Advancing equitable health and primary health care access for English-speaking Black communities in Quebec
Language is increasingly recognized as a key determinant of health, particularly in contexts where linguistic and racial identities intersect. In Quebec, the English-speaking Black community (ESBC) occupies a unique position at the intersection of racialized minority status and official language minority status. Despite this, there is limited disaggregated data on how these intersecting identities shape access to primary healthcare and health outcomes. This gap reflects broader systemic challenges in Canadian health research, including a lack of representation of racialized populations in available data and a relative scarcity of Canadian studies compared to other countries.
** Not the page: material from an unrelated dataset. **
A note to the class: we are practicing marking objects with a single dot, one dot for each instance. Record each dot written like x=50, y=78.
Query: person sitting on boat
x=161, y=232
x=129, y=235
Since the COVID-19 pandemic, our research team, in partnership with the Black Community Resource Centre (BCRC), has investigated health inequities affecting Black communities in Quebec. Our previous work has identified racial and linguistic disparities in healthcare experiences, including lower vaccination uptake, higher distrust in the healthcare system, reduced access to regular healthcare providers, and less access to COVID-19–related information among English-speaking Black communities compared to other groups. We also found that perceived discrimination is linked to poorer health outcomes and lower satisfaction with care. Building on these findings, this study uses Self-Determination Theory to examine how perceptions of restricted collective autonomy and language barriers shape healthcare access and dissatisfaction among ESBC populations in Quebec. The goal is to better understand the mechanisms driving inequities in healthcare experiences and outcomes, and to inform more equitable health system responses.